TRANSPORT - Le rapport sur l’accident du 2 août 2005 sera dévoilé mercredi…

On en sait plus sur les raisons de la sortie de piste spectaculaire d'un A340 d'Air France, le 2 août 2005 à Toronto. Dans un communiqué annonçant la publication mercredi, à 16h (françaises) de son rapport sur l’accident, le Bureau de la sécurité des transports du Canada (BST) semble mettre en cause les réactions de l'équipage, en plus des intempéries.

Météo mauvaise et réactions lentes

Selon l’enquête, la sortie de piste est due à la météo, la vitesse et une activation tardive des inverseurs de poussée.

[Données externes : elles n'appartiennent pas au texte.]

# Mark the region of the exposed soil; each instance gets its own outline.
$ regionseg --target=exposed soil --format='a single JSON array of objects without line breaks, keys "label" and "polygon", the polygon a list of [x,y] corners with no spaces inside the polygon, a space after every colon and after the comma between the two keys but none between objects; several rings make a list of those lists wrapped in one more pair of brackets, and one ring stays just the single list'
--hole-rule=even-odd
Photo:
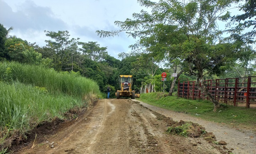
[{"label": "exposed soil", "polygon": [[[194,122],[190,130],[190,137],[166,133],[169,126],[180,126],[185,121]],[[203,130],[208,133],[204,134]],[[36,137],[34,135],[31,142],[15,146],[13,153],[227,154],[229,150],[235,154],[256,152],[256,137],[253,131],[236,130],[191,117],[187,114],[139,103],[135,99],[100,99],[94,108],[82,112],[75,120],[63,122],[56,119],[38,127],[35,132]],[[221,140],[227,145],[214,144],[216,141]]]}]

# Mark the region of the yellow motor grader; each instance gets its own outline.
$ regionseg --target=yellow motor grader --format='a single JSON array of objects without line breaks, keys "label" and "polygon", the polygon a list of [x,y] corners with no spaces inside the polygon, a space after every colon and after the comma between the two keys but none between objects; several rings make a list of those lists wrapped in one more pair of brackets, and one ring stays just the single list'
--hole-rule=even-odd
[{"label": "yellow motor grader", "polygon": [[117,90],[116,93],[117,99],[120,98],[121,96],[130,97],[132,99],[139,97],[139,94],[135,94],[135,91],[132,90],[133,79],[132,75],[121,75],[119,76],[118,81],[121,90]]}]

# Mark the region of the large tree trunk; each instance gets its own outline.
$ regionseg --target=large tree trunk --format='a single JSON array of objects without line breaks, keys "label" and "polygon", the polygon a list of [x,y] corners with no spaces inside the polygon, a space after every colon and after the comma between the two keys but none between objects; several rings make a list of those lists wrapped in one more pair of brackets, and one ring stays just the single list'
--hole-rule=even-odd
[{"label": "large tree trunk", "polygon": [[[200,86],[200,83],[201,84]],[[208,91],[208,89],[204,84],[204,82],[203,77],[199,78],[197,77],[197,87],[198,89],[201,92],[203,92],[206,94],[208,98],[214,105],[214,108],[213,109],[213,112],[216,112],[217,109],[220,107],[220,104],[219,102],[215,99],[213,96],[212,96],[210,92]]]},{"label": "large tree trunk", "polygon": [[185,72],[184,70],[181,70],[180,73],[178,73],[178,74],[177,74],[177,76],[176,77],[174,77],[174,80],[172,83],[171,85],[171,87],[170,88],[170,91],[169,91],[169,96],[172,96],[173,89],[174,88],[174,86],[175,86],[176,81],[177,80],[178,80],[178,79],[179,77],[180,77],[180,75],[181,74],[181,73],[184,72]]}]

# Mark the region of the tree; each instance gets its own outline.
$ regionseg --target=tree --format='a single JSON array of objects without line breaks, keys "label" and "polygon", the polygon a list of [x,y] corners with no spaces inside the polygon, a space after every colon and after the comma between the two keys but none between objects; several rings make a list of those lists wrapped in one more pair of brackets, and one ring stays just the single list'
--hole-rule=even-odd
[{"label": "tree", "polygon": [[[208,91],[204,77],[224,70],[224,66],[233,63],[238,53],[242,51],[239,49],[240,41],[235,39],[237,38],[224,40],[222,31],[218,29],[220,15],[229,9],[233,1],[161,0],[156,2],[139,0],[141,5],[151,8],[151,13],[142,10],[140,13],[133,14],[134,20],[116,21],[119,30],[96,32],[106,37],[125,31],[128,36],[139,38],[132,46],[134,50],[138,47],[155,57],[179,60],[190,75],[197,76],[197,84],[201,86],[199,89],[213,102],[216,111],[219,104]],[[158,30],[161,29],[167,30],[160,33]],[[153,35],[157,37],[149,37]],[[172,39],[167,41],[168,38]]]},{"label": "tree", "polygon": [[70,35],[66,31],[58,33],[44,31],[46,35],[53,40],[46,40],[46,47],[55,53],[53,59],[54,67],[58,70],[73,70],[74,64],[80,55],[78,52],[79,38],[70,39]]},{"label": "tree", "polygon": [[106,51],[107,47],[100,47],[100,45],[97,43],[97,42],[79,42],[79,44],[82,45],[80,50],[87,57],[93,61],[100,62],[108,55],[107,52]]}]

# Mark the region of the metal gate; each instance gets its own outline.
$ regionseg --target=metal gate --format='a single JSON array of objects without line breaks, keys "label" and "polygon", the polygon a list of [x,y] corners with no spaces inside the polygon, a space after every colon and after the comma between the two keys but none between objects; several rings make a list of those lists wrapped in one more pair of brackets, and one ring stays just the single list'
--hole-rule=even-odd
[{"label": "metal gate", "polygon": [[[256,76],[204,80],[208,91],[218,102],[227,104],[232,102],[245,103],[250,108],[251,104],[256,104]],[[198,89],[195,81],[179,79],[178,96],[192,99],[208,100],[207,95]]]}]

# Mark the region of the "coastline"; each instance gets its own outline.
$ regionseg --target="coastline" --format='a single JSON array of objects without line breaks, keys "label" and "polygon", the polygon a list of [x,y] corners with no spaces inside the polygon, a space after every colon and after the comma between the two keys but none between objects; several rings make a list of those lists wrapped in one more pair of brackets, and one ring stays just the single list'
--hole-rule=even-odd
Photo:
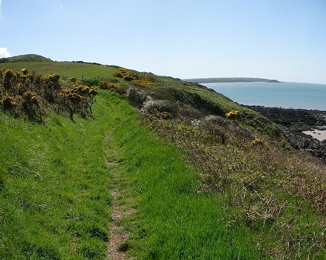
[{"label": "coastline", "polygon": [[280,126],[293,147],[326,162],[326,111],[242,106]]}]

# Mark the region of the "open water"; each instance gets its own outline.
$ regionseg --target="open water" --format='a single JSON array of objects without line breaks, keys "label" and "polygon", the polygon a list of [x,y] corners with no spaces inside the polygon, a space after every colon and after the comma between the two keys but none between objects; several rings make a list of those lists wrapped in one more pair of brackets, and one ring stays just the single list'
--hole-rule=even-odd
[{"label": "open water", "polygon": [[287,82],[201,83],[248,105],[326,110],[326,84]]}]

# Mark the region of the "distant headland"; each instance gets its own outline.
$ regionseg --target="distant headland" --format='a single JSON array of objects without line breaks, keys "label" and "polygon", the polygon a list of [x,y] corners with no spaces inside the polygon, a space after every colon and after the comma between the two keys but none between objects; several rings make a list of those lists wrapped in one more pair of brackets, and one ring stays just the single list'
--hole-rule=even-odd
[{"label": "distant headland", "polygon": [[185,81],[197,83],[218,83],[232,82],[267,82],[270,83],[282,83],[277,79],[268,79],[260,78],[188,78],[183,79]]}]

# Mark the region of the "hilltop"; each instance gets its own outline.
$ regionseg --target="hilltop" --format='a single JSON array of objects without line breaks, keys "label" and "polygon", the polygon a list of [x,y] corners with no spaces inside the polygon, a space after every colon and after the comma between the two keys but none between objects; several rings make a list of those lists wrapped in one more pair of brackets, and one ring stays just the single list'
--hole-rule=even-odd
[{"label": "hilltop", "polygon": [[184,80],[197,83],[218,83],[232,82],[267,82],[271,83],[281,83],[277,79],[268,79],[260,78],[190,78]]},{"label": "hilltop", "polygon": [[8,62],[52,62],[48,58],[46,58],[40,55],[35,54],[28,54],[19,55],[8,58],[0,59],[0,63]]},{"label": "hilltop", "polygon": [[0,258],[326,256],[326,165],[259,113],[115,66],[1,67]]}]

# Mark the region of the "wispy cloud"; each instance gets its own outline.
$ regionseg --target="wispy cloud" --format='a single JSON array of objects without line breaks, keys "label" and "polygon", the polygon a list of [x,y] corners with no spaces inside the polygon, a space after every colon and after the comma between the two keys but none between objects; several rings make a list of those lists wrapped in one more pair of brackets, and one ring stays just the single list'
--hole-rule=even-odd
[{"label": "wispy cloud", "polygon": [[[1,0],[0,0],[0,4]],[[0,58],[8,58],[10,56],[10,53],[7,48],[0,47]]]}]

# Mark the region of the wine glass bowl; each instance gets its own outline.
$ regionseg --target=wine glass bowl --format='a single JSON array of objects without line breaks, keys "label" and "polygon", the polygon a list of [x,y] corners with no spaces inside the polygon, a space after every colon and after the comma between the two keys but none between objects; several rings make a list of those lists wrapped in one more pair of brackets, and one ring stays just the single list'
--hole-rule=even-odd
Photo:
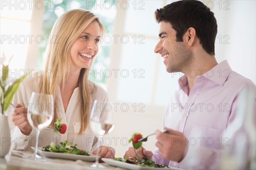
[{"label": "wine glass bowl", "polygon": [[[93,108],[90,115],[89,124],[90,129],[94,133],[97,140],[107,133],[110,133],[114,129],[114,113],[112,110],[113,105],[107,104],[104,106],[102,112],[96,112],[94,108],[97,104],[95,100],[93,103]],[[97,108],[99,107],[97,107]],[[99,144],[100,142],[97,142],[97,157],[95,163],[91,167],[93,167],[105,168],[105,167],[99,163]],[[99,143],[99,144],[98,144]]]},{"label": "wine glass bowl", "polygon": [[37,154],[40,130],[49,126],[53,116],[53,97],[52,95],[33,92],[29,100],[27,118],[29,123],[37,131],[35,153],[31,158],[35,160],[46,161]]}]

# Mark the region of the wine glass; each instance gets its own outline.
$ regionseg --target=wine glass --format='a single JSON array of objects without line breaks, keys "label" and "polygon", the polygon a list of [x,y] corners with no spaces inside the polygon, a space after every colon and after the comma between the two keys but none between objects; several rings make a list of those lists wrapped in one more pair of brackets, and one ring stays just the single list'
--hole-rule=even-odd
[{"label": "wine glass", "polygon": [[37,154],[38,140],[40,130],[48,126],[52,120],[53,96],[52,95],[32,93],[28,106],[29,123],[36,130],[35,153],[30,158],[38,161],[46,161]]},{"label": "wine glass", "polygon": [[[94,101],[93,108],[91,112],[89,123],[92,131],[99,140],[102,136],[112,131],[114,129],[114,113],[113,105],[106,104],[102,109],[102,112],[95,112],[94,107],[97,101]],[[95,163],[91,165],[91,167],[105,168],[105,167],[99,163],[99,143],[97,143],[97,157]],[[99,144],[98,144],[99,143]]]}]

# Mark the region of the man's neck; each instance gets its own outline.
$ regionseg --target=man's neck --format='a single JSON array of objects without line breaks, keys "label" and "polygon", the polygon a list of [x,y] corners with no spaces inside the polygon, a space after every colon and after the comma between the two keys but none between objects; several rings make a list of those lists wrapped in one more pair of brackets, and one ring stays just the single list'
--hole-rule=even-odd
[{"label": "man's neck", "polygon": [[218,64],[214,56],[206,55],[203,57],[198,57],[190,65],[190,68],[186,68],[184,73],[186,76],[189,84],[188,95],[194,87],[195,78],[205,73]]}]

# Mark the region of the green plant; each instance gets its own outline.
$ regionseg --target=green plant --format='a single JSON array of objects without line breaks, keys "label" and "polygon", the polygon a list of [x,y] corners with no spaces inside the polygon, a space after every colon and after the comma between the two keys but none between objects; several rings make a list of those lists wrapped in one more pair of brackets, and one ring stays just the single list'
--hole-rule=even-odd
[{"label": "green plant", "polygon": [[1,58],[1,67],[2,74],[0,78],[0,99],[1,99],[1,113],[4,112],[8,108],[11,104],[13,95],[17,91],[20,83],[25,79],[26,75],[19,78],[15,79],[9,77],[9,63],[13,55],[9,60],[8,64],[5,64],[6,56],[3,52]]}]

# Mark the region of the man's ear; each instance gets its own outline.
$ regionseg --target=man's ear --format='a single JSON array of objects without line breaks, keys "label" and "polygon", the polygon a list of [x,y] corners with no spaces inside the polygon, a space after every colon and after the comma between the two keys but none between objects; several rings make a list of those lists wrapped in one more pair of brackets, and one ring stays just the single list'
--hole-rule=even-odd
[{"label": "man's ear", "polygon": [[189,27],[186,33],[188,40],[188,45],[192,46],[196,43],[197,37],[195,29],[193,27]]}]

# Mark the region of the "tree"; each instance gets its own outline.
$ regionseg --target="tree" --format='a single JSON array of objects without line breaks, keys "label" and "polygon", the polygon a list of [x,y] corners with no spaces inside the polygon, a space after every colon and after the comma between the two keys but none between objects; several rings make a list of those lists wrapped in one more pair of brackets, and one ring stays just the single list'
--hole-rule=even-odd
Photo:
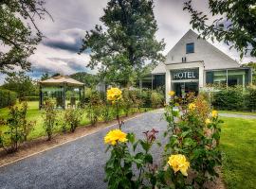
[{"label": "tree", "polygon": [[250,61],[244,65],[252,68],[252,84],[256,85],[256,62]]},{"label": "tree", "polygon": [[101,21],[86,31],[80,53],[90,49],[87,65],[97,67],[106,82],[130,85],[147,63],[164,60],[164,42],[157,42],[153,0],[110,0]]},{"label": "tree", "polygon": [[43,37],[35,24],[36,15],[43,19],[46,13],[48,14],[44,4],[44,0],[0,1],[0,43],[3,46],[0,72],[7,73],[15,66],[25,70],[30,68],[27,58],[33,54]]},{"label": "tree", "polygon": [[209,16],[192,7],[192,0],[184,3],[184,9],[191,13],[192,28],[200,37],[223,41],[230,48],[240,51],[240,57],[250,54],[256,57],[256,6],[255,0],[209,0],[212,23]]},{"label": "tree", "polygon": [[84,83],[84,85],[89,88],[94,88],[101,81],[98,76],[91,75],[86,72],[79,72],[72,74],[69,77]]},{"label": "tree", "polygon": [[49,74],[48,73],[45,73],[42,75],[40,80],[46,80],[50,77]]},{"label": "tree", "polygon": [[27,76],[25,72],[9,73],[2,88],[16,92],[20,99],[37,94],[32,78]]}]

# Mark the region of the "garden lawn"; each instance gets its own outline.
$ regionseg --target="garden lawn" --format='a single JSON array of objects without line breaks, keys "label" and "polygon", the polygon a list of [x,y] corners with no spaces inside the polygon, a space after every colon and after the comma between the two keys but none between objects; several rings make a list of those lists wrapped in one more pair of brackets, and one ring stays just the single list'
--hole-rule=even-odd
[{"label": "garden lawn", "polygon": [[232,113],[232,114],[240,114],[240,115],[256,115],[256,112],[240,112],[240,111],[218,111],[223,113]]},{"label": "garden lawn", "polygon": [[227,188],[256,188],[256,119],[222,120],[223,179]]},{"label": "garden lawn", "polygon": [[[27,120],[28,121],[36,121],[36,125],[34,127],[34,129],[30,132],[30,134],[27,137],[27,140],[31,139],[36,139],[41,136],[46,136],[46,130],[44,129],[44,120],[43,120],[43,115],[44,115],[44,110],[39,110],[38,109],[38,102],[37,101],[28,101],[27,102]],[[140,112],[145,112],[145,111],[150,111],[151,109],[144,109],[141,108]],[[54,133],[58,133],[62,131],[62,126],[64,125],[64,119],[63,117],[63,112],[64,110],[59,110],[59,116],[58,116],[58,125],[54,129]],[[9,115],[9,109],[8,108],[3,108],[0,109],[0,117],[7,118]],[[121,110],[120,111],[120,115],[124,115],[124,112]],[[102,118],[100,117],[100,121],[102,121]],[[90,124],[90,120],[86,116],[86,111],[83,112],[82,119],[80,123],[81,126],[87,126]],[[7,130],[7,128],[1,128],[0,127],[0,131],[5,131]]]},{"label": "garden lawn", "polygon": [[[46,131],[44,129],[44,120],[43,120],[43,114],[44,111],[38,109],[38,102],[37,101],[29,101],[27,102],[27,119],[29,121],[36,121],[36,125],[34,127],[34,129],[31,131],[31,133],[28,135],[28,140],[35,139],[41,136],[46,136]],[[62,112],[63,110],[60,110]],[[9,113],[8,108],[0,109],[0,117],[7,118]],[[86,113],[83,113],[82,120],[81,122],[82,126],[88,125],[89,120],[86,117]],[[56,128],[54,132],[60,132],[62,130],[62,124],[59,124]]]}]

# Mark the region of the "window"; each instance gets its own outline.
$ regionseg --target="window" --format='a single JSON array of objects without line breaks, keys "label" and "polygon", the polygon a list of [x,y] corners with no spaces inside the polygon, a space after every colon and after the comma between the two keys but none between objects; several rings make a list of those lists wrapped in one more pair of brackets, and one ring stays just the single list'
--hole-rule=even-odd
[{"label": "window", "polygon": [[193,44],[193,43],[186,44],[186,53],[187,54],[194,53],[194,44]]}]

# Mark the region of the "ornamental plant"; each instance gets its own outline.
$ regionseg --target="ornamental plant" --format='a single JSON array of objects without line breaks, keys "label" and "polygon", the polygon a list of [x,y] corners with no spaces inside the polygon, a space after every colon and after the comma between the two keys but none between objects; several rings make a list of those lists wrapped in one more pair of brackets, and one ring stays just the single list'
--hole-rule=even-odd
[{"label": "ornamental plant", "polygon": [[46,100],[43,119],[44,129],[47,134],[47,141],[51,140],[54,128],[58,125],[57,115],[58,112],[55,109],[54,102],[52,100]]},{"label": "ornamental plant", "polygon": [[[157,131],[144,132],[144,139],[120,129],[109,131],[104,142],[110,157],[105,165],[108,188],[205,188],[218,177],[221,165],[218,112],[202,96],[180,99],[170,93],[165,107],[168,123],[163,146],[156,142]],[[193,96],[193,97],[192,97]],[[180,106],[181,103],[189,102]],[[163,146],[161,163],[151,154],[155,145]],[[139,146],[139,147],[138,147]]]},{"label": "ornamental plant", "polygon": [[122,99],[122,92],[119,88],[111,88],[107,90],[107,100],[109,100],[112,105],[115,106],[116,115],[119,121],[119,127],[121,128],[123,122],[119,119],[119,112],[120,112],[120,101]]},{"label": "ornamental plant", "polygon": [[86,106],[87,117],[90,119],[91,124],[94,126],[99,121],[101,110],[102,99],[97,91],[93,91],[89,94],[88,103]]},{"label": "ornamental plant", "polygon": [[11,153],[16,152],[19,145],[27,141],[35,122],[27,119],[27,102],[23,102],[21,106],[10,106],[9,110],[9,118],[0,120],[0,126],[8,128],[7,131],[0,133],[0,146],[7,152]]},{"label": "ornamental plant", "polygon": [[218,177],[216,167],[221,165],[219,140],[222,121],[217,111],[211,112],[202,96],[190,101],[179,113],[174,111],[175,98],[171,99],[166,107],[168,129],[165,134],[169,143],[165,146],[165,156],[182,152],[191,163],[193,175],[191,184],[204,188],[207,181]]},{"label": "ornamental plant", "polygon": [[69,127],[71,132],[75,132],[79,127],[80,122],[82,118],[82,109],[66,109],[64,113],[64,131],[66,130],[66,126]]}]

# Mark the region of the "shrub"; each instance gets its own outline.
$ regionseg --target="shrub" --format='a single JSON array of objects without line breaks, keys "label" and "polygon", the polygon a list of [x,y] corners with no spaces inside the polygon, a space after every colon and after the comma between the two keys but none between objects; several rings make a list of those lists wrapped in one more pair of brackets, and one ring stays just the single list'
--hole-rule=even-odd
[{"label": "shrub", "polygon": [[34,126],[36,124],[35,121],[27,121],[27,103],[23,102],[22,108],[20,110],[20,121],[19,124],[23,129],[23,138],[24,141],[27,141],[28,134],[33,130]]},{"label": "shrub", "polygon": [[247,88],[245,100],[247,110],[256,111],[256,86],[250,86]]},{"label": "shrub", "polygon": [[160,108],[164,104],[164,95],[157,92],[152,92],[151,94],[152,108]]},{"label": "shrub", "polygon": [[81,109],[66,109],[64,115],[64,126],[69,126],[70,131],[74,132],[82,120],[82,111]]},{"label": "shrub", "polygon": [[39,96],[24,96],[21,101],[39,101]]},{"label": "shrub", "polygon": [[113,118],[112,107],[108,102],[104,102],[101,106],[101,115],[105,123],[109,122]]},{"label": "shrub", "polygon": [[101,116],[102,103],[100,93],[97,91],[91,92],[88,96],[86,109],[87,117],[90,119],[92,125],[95,125]]},{"label": "shrub", "polygon": [[138,98],[141,99],[143,108],[152,107],[151,90],[142,90],[138,94]]},{"label": "shrub", "polygon": [[52,133],[55,126],[57,126],[57,111],[55,110],[55,105],[53,101],[46,101],[44,118],[44,128],[47,134],[47,141],[52,138]]},{"label": "shrub", "polygon": [[130,94],[131,93],[129,90],[125,89],[122,91],[121,106],[123,108],[123,111],[126,116],[128,116],[134,105],[133,99],[130,97]]},{"label": "shrub", "polygon": [[17,94],[9,90],[0,89],[0,108],[13,106],[17,100]]},{"label": "shrub", "polygon": [[22,103],[22,107],[10,106],[9,118],[0,120],[0,125],[6,125],[8,130],[0,133],[0,145],[7,152],[15,152],[18,146],[27,141],[27,135],[32,130],[35,122],[27,120],[27,102]]},{"label": "shrub", "polygon": [[216,111],[210,113],[203,96],[189,96],[190,104],[183,107],[178,105],[180,101],[172,94],[165,109],[168,128],[164,134],[168,140],[160,165],[150,153],[153,145],[158,144],[154,129],[143,132],[142,140],[122,132],[120,125],[119,129],[106,134],[104,143],[111,150],[105,164],[108,188],[205,188],[207,181],[218,177],[222,121]]}]

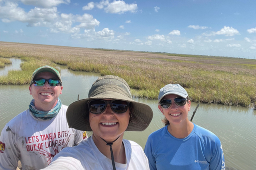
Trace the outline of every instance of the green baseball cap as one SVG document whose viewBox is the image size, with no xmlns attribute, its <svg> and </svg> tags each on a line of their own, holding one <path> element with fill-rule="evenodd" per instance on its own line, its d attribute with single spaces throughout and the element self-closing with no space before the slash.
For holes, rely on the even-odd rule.
<svg viewBox="0 0 256 170">
<path fill-rule="evenodd" d="M 52 73 L 58 77 L 59 80 L 60 80 L 61 84 L 62 84 L 61 79 L 60 78 L 60 74 L 59 72 L 59 71 L 53 67 L 52 67 L 50 66 L 44 66 L 41 67 L 39 67 L 38 68 L 37 68 L 35 70 L 34 72 L 33 73 L 32 77 L 31 78 L 31 80 L 30 81 L 30 85 L 33 83 L 33 81 L 34 79 L 34 78 L 35 76 L 39 73 L 43 72 L 49 72 Z"/>
</svg>

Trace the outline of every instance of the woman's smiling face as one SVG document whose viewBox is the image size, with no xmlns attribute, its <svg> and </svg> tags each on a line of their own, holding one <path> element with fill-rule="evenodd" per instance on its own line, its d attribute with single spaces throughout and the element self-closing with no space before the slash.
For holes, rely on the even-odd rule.
<svg viewBox="0 0 256 170">
<path fill-rule="evenodd" d="M 108 142 L 112 142 L 123 134 L 129 124 L 130 108 L 128 107 L 124 113 L 116 113 L 108 104 L 101 113 L 94 114 L 89 112 L 90 125 L 95 137 L 100 137 Z"/>
<path fill-rule="evenodd" d="M 168 95 L 163 98 L 162 100 L 167 99 L 172 99 L 171 105 L 168 108 L 163 108 L 160 105 L 158 105 L 158 108 L 171 124 L 182 123 L 186 121 L 188 111 L 190 110 L 190 100 L 188 100 L 185 105 L 182 106 L 178 106 L 174 103 L 173 100 L 179 97 L 176 95 Z"/>
</svg>

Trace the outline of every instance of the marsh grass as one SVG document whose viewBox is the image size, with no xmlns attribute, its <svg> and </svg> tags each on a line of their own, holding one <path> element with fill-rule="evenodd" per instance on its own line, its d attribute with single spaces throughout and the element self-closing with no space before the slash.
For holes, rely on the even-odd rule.
<svg viewBox="0 0 256 170">
<path fill-rule="evenodd" d="M 0 58 L 0 67 L 3 67 L 5 64 L 12 64 L 12 62 L 9 59 Z"/>
<path fill-rule="evenodd" d="M 0 56 L 25 61 L 21 71 L 0 77 L 2 84 L 29 83 L 35 69 L 58 64 L 74 71 L 118 75 L 135 96 L 157 99 L 161 88 L 178 83 L 196 102 L 256 104 L 255 60 L 5 42 L 0 42 Z"/>
</svg>

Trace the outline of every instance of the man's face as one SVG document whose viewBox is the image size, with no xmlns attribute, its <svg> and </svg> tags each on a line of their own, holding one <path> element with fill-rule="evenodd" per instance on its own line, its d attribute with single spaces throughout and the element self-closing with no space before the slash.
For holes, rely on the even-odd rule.
<svg viewBox="0 0 256 170">
<path fill-rule="evenodd" d="M 53 79 L 58 80 L 54 74 L 49 72 L 44 72 L 37 74 L 34 80 Z M 58 101 L 58 98 L 61 94 L 63 87 L 50 86 L 48 82 L 45 82 L 43 86 L 36 86 L 32 84 L 29 86 L 29 92 L 34 99 L 34 105 L 38 110 L 47 111 L 53 108 Z"/>
</svg>

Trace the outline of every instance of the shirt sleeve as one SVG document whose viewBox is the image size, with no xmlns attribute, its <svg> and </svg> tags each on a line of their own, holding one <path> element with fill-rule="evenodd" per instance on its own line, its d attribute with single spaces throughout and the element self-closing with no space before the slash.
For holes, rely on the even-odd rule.
<svg viewBox="0 0 256 170">
<path fill-rule="evenodd" d="M 48 166 L 42 169 L 43 170 L 83 170 L 81 162 L 78 160 L 75 153 L 69 150 L 63 149 L 53 158 Z"/>
<path fill-rule="evenodd" d="M 156 170 L 156 160 L 155 157 L 152 153 L 152 141 L 150 140 L 150 136 L 147 139 L 144 149 L 144 152 L 148 159 L 150 170 Z"/>
<path fill-rule="evenodd" d="M 212 151 L 212 156 L 210 164 L 210 170 L 225 170 L 224 153 L 221 141 L 218 138 Z"/>
<path fill-rule="evenodd" d="M 6 125 L 0 136 L 0 169 L 16 170 L 20 153 L 15 134 Z"/>
</svg>

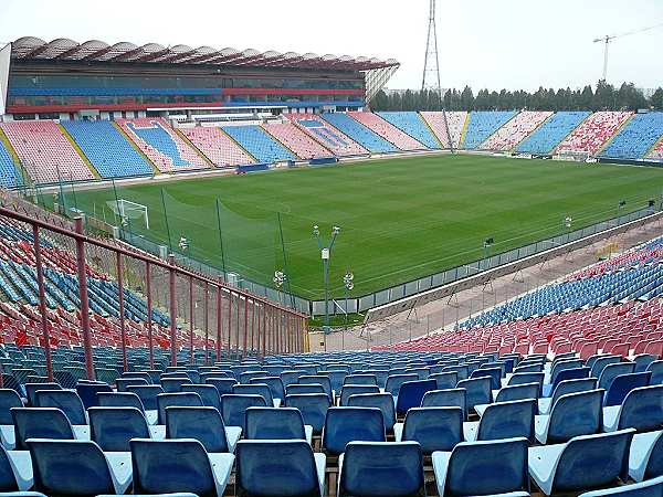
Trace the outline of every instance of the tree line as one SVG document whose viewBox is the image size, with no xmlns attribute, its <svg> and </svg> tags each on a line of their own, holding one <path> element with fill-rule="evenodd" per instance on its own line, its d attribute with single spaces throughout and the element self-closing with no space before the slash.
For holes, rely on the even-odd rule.
<svg viewBox="0 0 663 497">
<path fill-rule="evenodd" d="M 653 108 L 663 110 L 663 88 L 659 87 L 651 98 L 645 98 L 633 83 L 622 83 L 617 88 L 599 81 L 596 89 L 591 85 L 582 89 L 539 87 L 529 93 L 524 89 L 490 92 L 480 89 L 475 95 L 470 86 L 444 92 L 442 102 L 436 92 L 411 91 L 387 94 L 380 91 L 371 101 L 371 110 L 636 110 Z"/>
</svg>

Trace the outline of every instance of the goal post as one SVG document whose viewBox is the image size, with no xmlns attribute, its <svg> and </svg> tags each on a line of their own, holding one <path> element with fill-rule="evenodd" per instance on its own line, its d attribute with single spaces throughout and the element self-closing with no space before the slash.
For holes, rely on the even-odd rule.
<svg viewBox="0 0 663 497">
<path fill-rule="evenodd" d="M 126 199 L 110 200 L 106 202 L 106 204 L 116 215 L 119 215 L 123 224 L 125 224 L 127 220 L 143 219 L 145 222 L 145 229 L 149 230 L 149 214 L 147 211 L 147 205 L 138 202 L 131 202 L 130 200 Z"/>
</svg>

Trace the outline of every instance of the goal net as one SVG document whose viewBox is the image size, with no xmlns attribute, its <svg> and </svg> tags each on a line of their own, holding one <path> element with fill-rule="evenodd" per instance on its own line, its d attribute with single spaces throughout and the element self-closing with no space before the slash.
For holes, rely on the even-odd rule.
<svg viewBox="0 0 663 497">
<path fill-rule="evenodd" d="M 119 199 L 106 202 L 108 208 L 119 218 L 123 225 L 127 225 L 130 220 L 143 219 L 145 229 L 149 230 L 149 215 L 147 205 L 131 202 L 130 200 Z"/>
</svg>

Le BST rappelle que l'avion a effectué son approche alors qu'un «orage violent sévissait et que les conditions changeaient rapidement, avec des sauts de vent et une visibilité réduite».

L'appareil s'est «présenté trop haut, à une vitesse trop élevée et ses roues ont touché le sol à environ la moitié de la piste d'atterrissage de 9.000 pieds (2,7 kilomètres)», ajoute-t-il avant de préciser que «la sélection tardive des inverseurs de poussée, la piste mouillée et glissante et le vent de travers expliquent que l'avion ait manqué d'espace» sur la piste.

L'appareil, un Airbus A340 venant de Paris, avait terminé sa course dans un ravin en bout de piste avant de prendre feu, mais ses 297 passagers et 12 membres d'équipage avaient pu être évacués en un temps record et ont tous survécu.

Pas de mésentente dans l’équipage

En faisant un premier point en novembre 2005, les enquêteurs canadiens avaient déclaré n'avoir relevé ni anomalie ni défaillance dans le fonctionnement de l'Airbus A340. Leur chef, Réal Levasseur, avait alors relevé que l'équipage avait enclenché les inverseurs de poussée - qui contribuent à freiner l'avion - 12,8 secondes après le toucher des roues. Il avait précisé que l'enquête chercherait à établir les causes de ce «laps de temps».

Il avait aussi fermement démenti des informations du «Figaro», qui avait évoqué, fin 2005, la possibilité d'une mésentente entre les membres de l'équipage au moment de l'atterrissage.

Un quotidien canadien, «The National Post», avait d'autre part révélé au début 2006 qu'une personne n'appartenant pas à l'équipage se trouvait dans le cockpit au moment de l'atterrissage, tout en soulignant que cela n'avait pas eu d'incidence sur l'accident.

Plainte collective

Après l'accident, des experts ont aussi mis en cause la longueur, insuffisante selon eux, de la piste de l'aéroport de Toronto et le fait qu'elle soit bordée par un ravin dans lequel l'avion a basculé. Une plainte collective, à laquelle se sont joints des passagers blessés ou estimant avoir subi un important préjudice, a été déposée au Canada peu après l'accident. Elle vise notamment Air France, l'aéroport de Toronto et l'entreprise exploitant le service de navigation aérienne, NAV Canada.